The fire suddenly vanishing was a very intriguing moment, and did an excellent job setting the scene for Bellatrix to get the spotlight. The end is definitely a cliffhanger, though we know from canon that they’re not going to bite it, and reading your other story I also have an inkling why not.
7/21/2020 c6 Paul
Assuming you depict Edgar bones death(and I hope you don't) in curious if you'll kill all of his children, given how I've always noticed the contrast between mad eye saying they got Edgar's family and Marlene McKinnon "while" family (and I'm aware that probably just refers to Susan her parents and Amelia surviving but it's still nice to hope)
7/21/2020 c6 Paul
I only just. Priced this story and am deciding to review all of it so far at once.
Moodys lessons we’re a good opening scene. Bean apparating into the restaurant and the need to cover that up we’re good. Great introspection in having janes feel bad about injuring and mind wiping muggles.
The confrontation with Voldemort was nice as was James calling him out for his hypocrisy in killing the strong. Lily and Alice being journalists was a nice touch and Lily’s sending those newspapers out was maybe the best part so far and arguably should count as a defiance of its own.

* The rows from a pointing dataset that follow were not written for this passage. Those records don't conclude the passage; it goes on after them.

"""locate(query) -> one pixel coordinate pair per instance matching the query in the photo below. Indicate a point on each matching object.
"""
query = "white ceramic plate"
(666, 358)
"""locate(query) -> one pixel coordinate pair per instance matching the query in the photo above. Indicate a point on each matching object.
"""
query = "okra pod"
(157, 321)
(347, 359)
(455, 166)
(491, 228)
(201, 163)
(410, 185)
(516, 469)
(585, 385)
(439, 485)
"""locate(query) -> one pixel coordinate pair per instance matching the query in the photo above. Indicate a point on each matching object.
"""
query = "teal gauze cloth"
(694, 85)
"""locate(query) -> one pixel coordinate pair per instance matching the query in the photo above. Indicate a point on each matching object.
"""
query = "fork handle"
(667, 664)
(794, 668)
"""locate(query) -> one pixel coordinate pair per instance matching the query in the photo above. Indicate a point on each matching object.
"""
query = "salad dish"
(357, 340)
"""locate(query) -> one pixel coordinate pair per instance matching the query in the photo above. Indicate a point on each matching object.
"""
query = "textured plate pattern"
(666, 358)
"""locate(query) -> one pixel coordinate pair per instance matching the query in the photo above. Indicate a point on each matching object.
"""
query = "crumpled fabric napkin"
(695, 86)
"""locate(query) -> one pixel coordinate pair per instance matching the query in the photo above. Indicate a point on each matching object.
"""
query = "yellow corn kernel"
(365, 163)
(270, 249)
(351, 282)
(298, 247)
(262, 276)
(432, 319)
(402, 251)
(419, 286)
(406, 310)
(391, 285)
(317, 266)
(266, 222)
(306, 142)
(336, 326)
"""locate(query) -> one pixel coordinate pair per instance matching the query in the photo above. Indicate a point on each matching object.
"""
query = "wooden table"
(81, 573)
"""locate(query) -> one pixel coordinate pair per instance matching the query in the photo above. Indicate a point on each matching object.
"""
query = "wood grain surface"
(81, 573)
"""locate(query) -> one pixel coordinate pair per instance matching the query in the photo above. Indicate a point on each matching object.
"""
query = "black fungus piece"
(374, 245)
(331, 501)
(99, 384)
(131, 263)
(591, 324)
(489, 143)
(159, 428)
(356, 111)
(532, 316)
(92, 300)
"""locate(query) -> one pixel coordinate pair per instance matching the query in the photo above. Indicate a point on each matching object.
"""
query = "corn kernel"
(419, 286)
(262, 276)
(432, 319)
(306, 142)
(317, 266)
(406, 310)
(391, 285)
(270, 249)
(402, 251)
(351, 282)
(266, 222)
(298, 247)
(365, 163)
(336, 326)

The second defiance had some good stuff but it dragged on and I’m not sure if it really feels like a personal defiance of Voldemort as much as simple order of the Phoenix activity.
Sirius reaction to Lily’s pregnancy was cute. Try e description of dragon pox killing janes parents was sad but I like their plans for the manor.
I appreciated the introduction of Edgar first joining the order. Making amelia his aunt and not his sister wasn’t egregious but that (and having Karkaroff expose Barty) fells like you’re taking too much from the movies while trying to stay true to the ages in the books (after all movie snape and Sirius were a whole lot older than their book counterparts).
The distinction between werewolf and Lucan was great world building and provided some nice dialogue for the peace talks.
Lily finding out how Remus attacked Severus was a good scene. I like the guilt and the explanations. You make a good point about how dumbeldores treatment if snape afterwards was unjust.
I loved the scene with Barty even as I was thinking about how they contradicted canon. I applaud you for figuring that out yourself and writing your way out of it. His mother’s actions were in character and impressive although I would argue that it would have made more sense for her to imperius her son into leaving the death eaters if she was going to imperius anyone.
Seeing Sirius reaction to hearing of regulus supposed Death was one of the standout moments of the story, although I feel like it might have also worked in the choices that make us.
Interesting return to Amanda Wilkes and analysis into her loyalties.
11/28/2019 c1 peachydanik
this is such an interesting premise! I really love your writing style and reasoning. The only thing I would say to improve is the odd spelling/grammar mistake? I can tell you know proper grammar, they must have just slipped in! I'm looking forward to new updates! 3
11/13/2019 c2 Paul
Satisfying first defiance is an understatement. Aside from the defiance itself I also liked andromeda’s telling off moody and frank and Alice.
11/3/2019 c1 Purple Muffin
That fxcking cliffhanger. Awesome start. Love having Moody and Andromeda part of this. Don't leave us hanging too long.